Las urgencias respiratorias pediátricas representan una de las principales causas de consulta en los servicios de urgencias y pueden evolucionar rápidamente hacia insuficiencia respiratoria si no se reconocen y tratan de forma precoz. La valoración inicial debe centrarse en la identificación de signos de gravedad como taquipnea, uso de musculatura accesoria, tiraje, estridor, alteración del nivel de conciencia o disminución de la saturación de oxígeno. Herramientas como el Triángulo de Evaluación Pediátrico (TEP) y la pulsioximetría permiten detectar de forma temprana a los pacientes con mayor riesgo, siendo fundamental una evaluación clínica sistemática y repetida para orientar el tratamiento y prevenir el deterioro clínico.
La crisis asmática, la laringitis aguda (crup) y la obstrucción de la vía aérea por cuerpo extraño (OVACE) constituyen algunas de las emergencias respiratorias pediátricas más frecuentes. La crisis asmática se caracteriza por broncoespasmo, inflamación bronquial y dificultad respiratoria, tratándose principalmente con salbutamol, corticoides sistémicos y oxigenoterapia cuando existe hipoxemia. La laringitis aguda provoca inflamación de la vía aérea superior y se manifiesta por tos perruna, disfonía y estridor, siendo la dexametasona y la adrenalina nebulizada los tratamientos de elección. En la OVACE, la identificación rápida de una obstrucción grave y la aplicación inmediata de maniobras de desobstrucción adaptadas a la edad del niño son esenciales para evitar la asfixia y la parada cardiorrespiratoria.
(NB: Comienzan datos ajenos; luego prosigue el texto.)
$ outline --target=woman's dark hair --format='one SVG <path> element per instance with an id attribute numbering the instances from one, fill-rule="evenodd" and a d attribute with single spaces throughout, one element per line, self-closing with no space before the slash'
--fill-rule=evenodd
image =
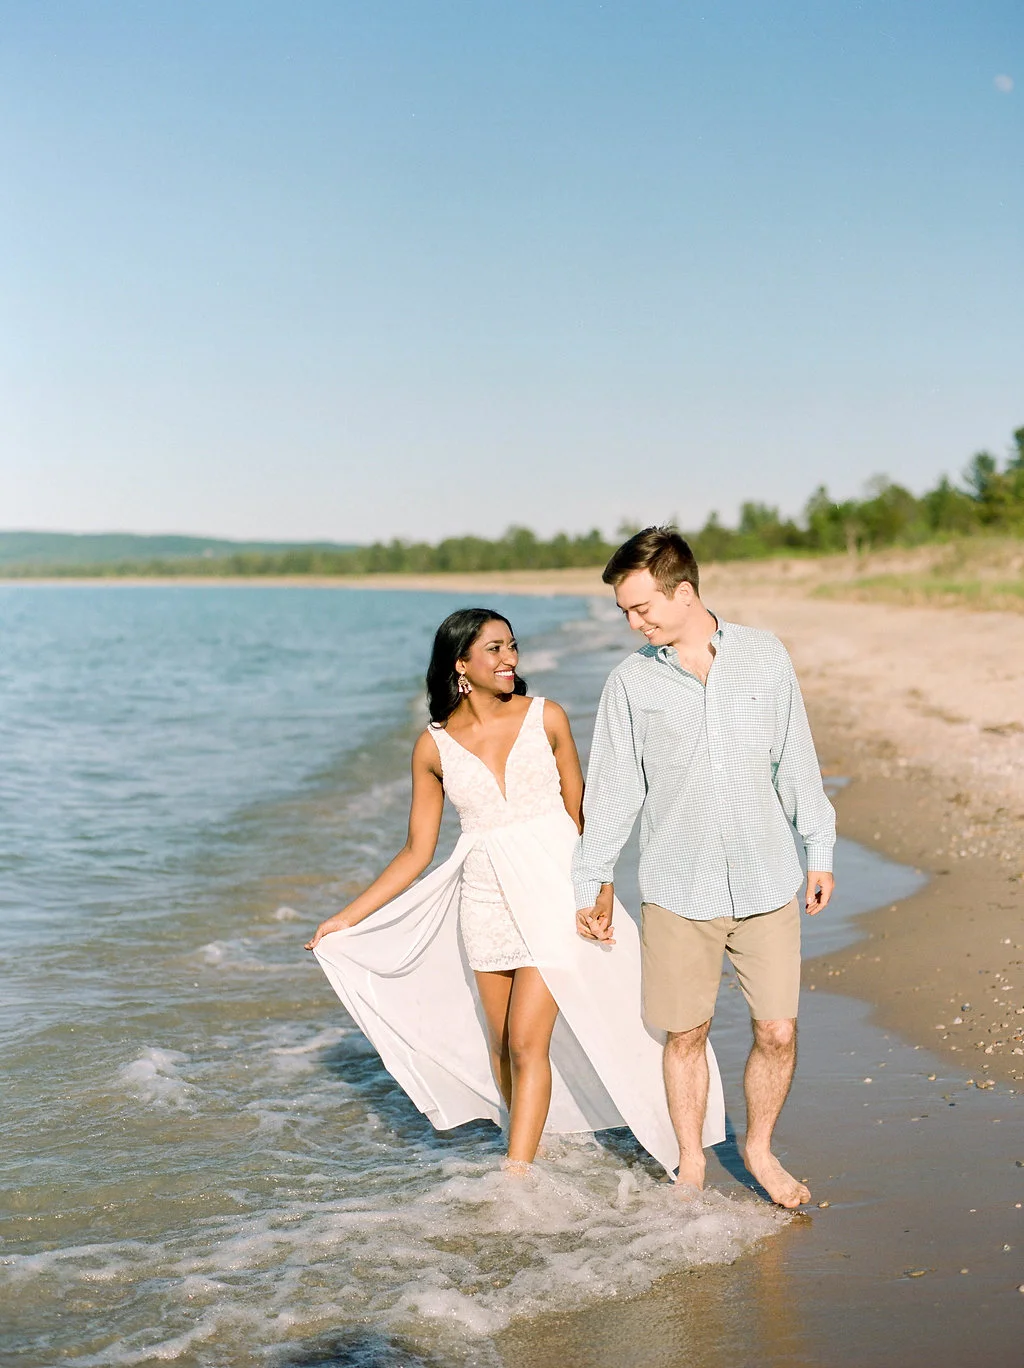
<path id="1" fill-rule="evenodd" d="M 427 666 L 427 707 L 435 727 L 447 722 L 458 707 L 459 678 L 455 662 L 465 660 L 488 622 L 503 622 L 512 632 L 512 624 L 505 614 L 494 613 L 490 608 L 460 608 L 446 617 L 435 632 L 434 649 Z M 518 674 L 512 692 L 526 692 L 526 680 L 520 679 Z"/>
La bronquiolitis aguda, frecuente en lactantes menores de un año y habitualmente causada por el virus respiratorio sincitial (VRS), produce inflamación bronquiolar, aumento de secreciones y alteración del intercambio gaseoso. Su manejo se basa fundamentalmente en medidas de soporte respiratorio, mantenimiento de una adecuada hidratación, lavados nasales y administración de oxígeno cuando existe hipoxemia, reservando técnicas más avanzadas como el alto flujo, la CPAP o la ventilación mecánica para los casos graves. En todas estas patologías, el papel de enfermería resulta fundamental en la monitorización continua, la administración de tratamientos, la detección precoz de complicaciones y la educación a las familias sobre los signos de alarma y los cuidados necesarios tras el alta.